What if I could tap into some of that to help build stability, excitement and growth in student ministry? I could! Why not? Now, I couldn’t just announce what we were doing one week out. Let’s be honest. As much as I love the ministries I lead, there’s not a whole lot of buzz on the internet or social media to get the kind of response Apple gets.
However, what if I promoted an event and gave absolutely zero details about it? What if I simply said, “You don’t want to miss it!” Would students respond?
I opened up the thesaurus and searched for words like weird, strange, fun, etc. I came up with “Wacky.” I searched online and was reminded of a classic tv show I used to watch reruns of as a kid: Wacky Races! Jason, our media arts specialist on staff, created a logo inspired by theirs for our now titled, Wacky Weekends!
I picked five weekends with typically low attendance that I believe were more psychological than connected to people physically not being in our community.
The first was Labor Day weekend. We had one of our highest weekend attendances that weekend this year for our first Wacky Weekend! Our second was this past weekend, Thanksgiving weekend. We were at or slightly above normal, much in part, I believe, to Wacky Weekend!
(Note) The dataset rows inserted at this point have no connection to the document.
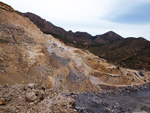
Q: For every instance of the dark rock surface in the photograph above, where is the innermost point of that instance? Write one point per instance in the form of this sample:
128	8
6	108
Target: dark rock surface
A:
129	52
124	100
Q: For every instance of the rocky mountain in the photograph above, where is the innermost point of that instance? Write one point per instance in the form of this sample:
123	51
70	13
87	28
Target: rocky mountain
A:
39	73
127	52
77	38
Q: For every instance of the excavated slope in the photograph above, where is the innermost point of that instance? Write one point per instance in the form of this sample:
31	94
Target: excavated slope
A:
28	55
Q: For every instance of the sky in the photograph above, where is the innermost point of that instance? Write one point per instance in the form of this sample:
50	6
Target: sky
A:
128	18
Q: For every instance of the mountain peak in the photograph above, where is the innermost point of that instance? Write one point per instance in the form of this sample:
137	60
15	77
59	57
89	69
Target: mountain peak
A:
6	7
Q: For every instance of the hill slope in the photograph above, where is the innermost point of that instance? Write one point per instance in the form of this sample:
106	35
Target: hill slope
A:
130	53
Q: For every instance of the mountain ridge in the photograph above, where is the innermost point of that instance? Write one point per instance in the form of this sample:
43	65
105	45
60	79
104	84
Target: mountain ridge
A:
95	44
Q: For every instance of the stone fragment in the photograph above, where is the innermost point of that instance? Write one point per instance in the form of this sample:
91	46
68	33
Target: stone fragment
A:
2	102
30	97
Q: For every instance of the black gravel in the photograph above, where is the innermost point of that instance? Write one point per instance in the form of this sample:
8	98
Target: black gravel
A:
124	100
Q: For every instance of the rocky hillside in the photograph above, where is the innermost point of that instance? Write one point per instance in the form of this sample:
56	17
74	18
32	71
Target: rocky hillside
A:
77	38
130	53
38	73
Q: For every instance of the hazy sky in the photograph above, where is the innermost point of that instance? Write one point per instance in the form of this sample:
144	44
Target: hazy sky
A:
129	18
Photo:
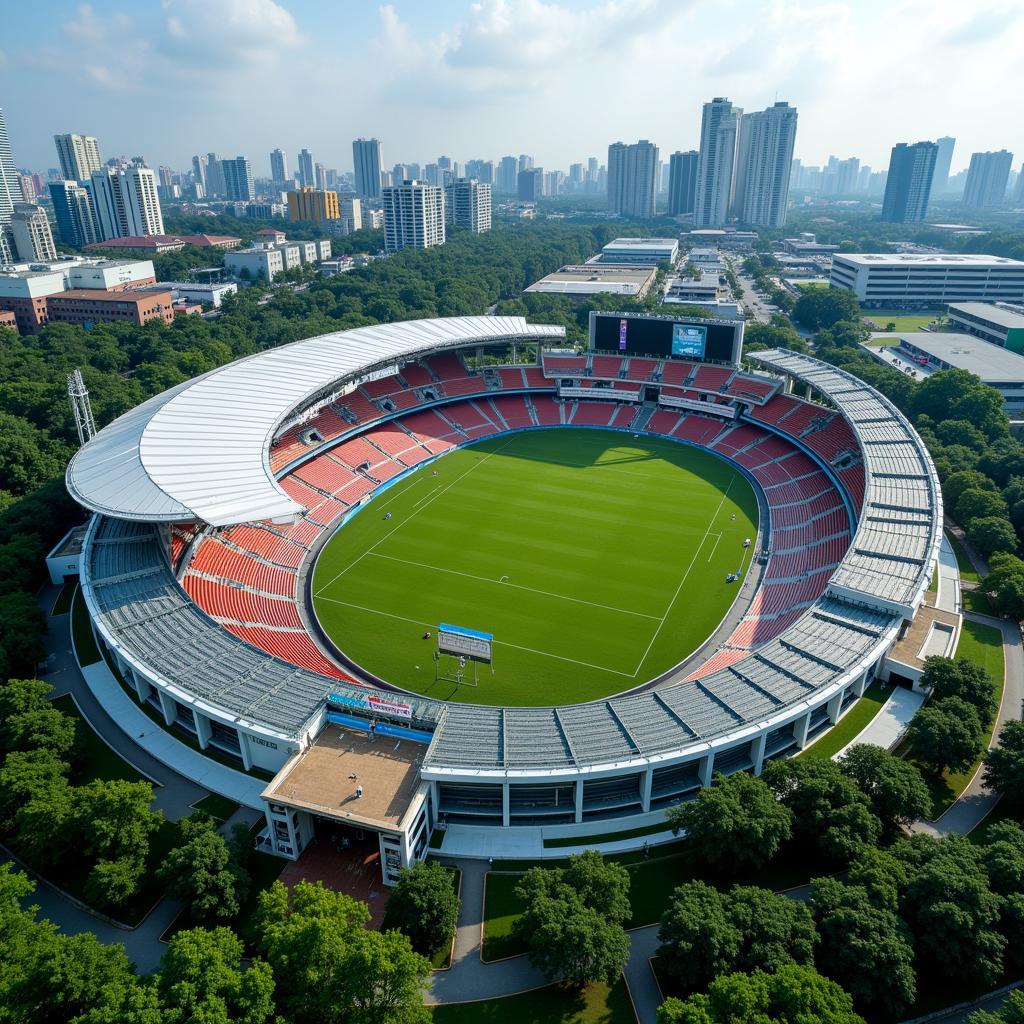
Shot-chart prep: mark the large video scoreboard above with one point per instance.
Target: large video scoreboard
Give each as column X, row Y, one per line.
column 683, row 337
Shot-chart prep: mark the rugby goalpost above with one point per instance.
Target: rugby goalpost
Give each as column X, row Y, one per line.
column 460, row 653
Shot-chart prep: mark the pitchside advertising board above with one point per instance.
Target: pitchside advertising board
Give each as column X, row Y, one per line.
column 682, row 337
column 464, row 642
column 374, row 704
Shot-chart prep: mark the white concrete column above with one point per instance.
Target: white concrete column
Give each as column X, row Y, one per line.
column 834, row 707
column 168, row 707
column 758, row 752
column 203, row 728
column 247, row 754
column 800, row 728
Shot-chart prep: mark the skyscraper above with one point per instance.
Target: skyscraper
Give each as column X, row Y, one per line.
column 468, row 205
column 79, row 156
column 940, row 179
column 633, row 178
column 765, row 161
column 908, row 185
column 30, row 229
column 10, row 184
column 367, row 162
column 214, row 175
column 507, row 171
column 307, row 174
column 414, row 215
column 682, row 181
column 73, row 209
column 125, row 202
column 716, row 166
column 238, row 179
column 279, row 165
column 986, row 178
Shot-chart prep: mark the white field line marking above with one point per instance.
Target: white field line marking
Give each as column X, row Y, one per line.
column 713, row 550
column 500, row 643
column 435, row 494
column 532, row 590
column 685, row 576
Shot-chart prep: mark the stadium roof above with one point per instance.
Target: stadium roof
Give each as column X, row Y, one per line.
column 199, row 451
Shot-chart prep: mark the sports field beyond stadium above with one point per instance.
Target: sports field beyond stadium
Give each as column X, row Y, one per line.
column 597, row 560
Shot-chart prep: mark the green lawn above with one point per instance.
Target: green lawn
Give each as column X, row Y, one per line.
column 62, row 603
column 596, row 1004
column 967, row 570
column 597, row 560
column 904, row 321
column 85, row 643
column 851, row 724
column 983, row 645
column 94, row 759
column 218, row 807
column 651, row 881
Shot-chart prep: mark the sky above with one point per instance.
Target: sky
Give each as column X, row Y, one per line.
column 165, row 79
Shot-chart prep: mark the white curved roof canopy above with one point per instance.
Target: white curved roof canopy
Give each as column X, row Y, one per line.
column 199, row 451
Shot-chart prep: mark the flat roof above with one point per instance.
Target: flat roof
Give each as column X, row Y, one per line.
column 965, row 351
column 324, row 777
column 641, row 244
column 927, row 259
column 990, row 312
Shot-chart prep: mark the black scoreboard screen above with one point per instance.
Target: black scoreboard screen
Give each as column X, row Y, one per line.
column 690, row 338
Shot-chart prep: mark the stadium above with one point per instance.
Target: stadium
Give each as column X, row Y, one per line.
column 432, row 586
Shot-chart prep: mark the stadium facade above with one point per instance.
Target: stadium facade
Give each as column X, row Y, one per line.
column 210, row 502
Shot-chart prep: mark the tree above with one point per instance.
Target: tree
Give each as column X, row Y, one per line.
column 735, row 823
column 820, row 307
column 699, row 941
column 945, row 734
column 895, row 788
column 328, row 967
column 828, row 810
column 950, row 907
column 864, row 947
column 203, row 872
column 571, row 930
column 1004, row 771
column 978, row 503
column 424, row 905
column 961, row 678
column 1004, row 586
column 792, row 995
column 202, row 978
column 991, row 536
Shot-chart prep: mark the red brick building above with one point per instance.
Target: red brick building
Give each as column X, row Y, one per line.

Now, please hear me out on this. I am not taking out what God does. However, in student ministries, we have the freedom to mix things up, to experiment, to include a “no way” factor in ways other ministries can not. So, for five weekends this year, we are abandoning all we normally do on a typical weekend with 5th-8th graders to have these weekends full of fun and surprise. (and honestly, these are turning out to be as fun for me and the volunteers as they are for the students!)
Sidenote: I also realized early on that since we have services Saturday night and Sunday morning, word might get out and spoil the surprise for the Sunday morning crew. So, in our planning, we intentionally include either elements or a whole event plan that is different on the same weekend from Saturday to Sunday. Wacky!
Okay, that’s the backstory to Wacky Weekend.
A Note About Images
(I found some great pictures looking through Flickr using http://compfight.com. Every time I used an image, I included a note somewhere on the image with credit to who took the picture or created the image. On some of our posters, I even contacted the individual if I wasn’t clear what their permissions were for their image. Everyone was very helpful! A little help is never far away! By the way, parents, this can be a great tool to get images for school projects that really stand out in the crowd! Always remember to credit the source and ask for permission.)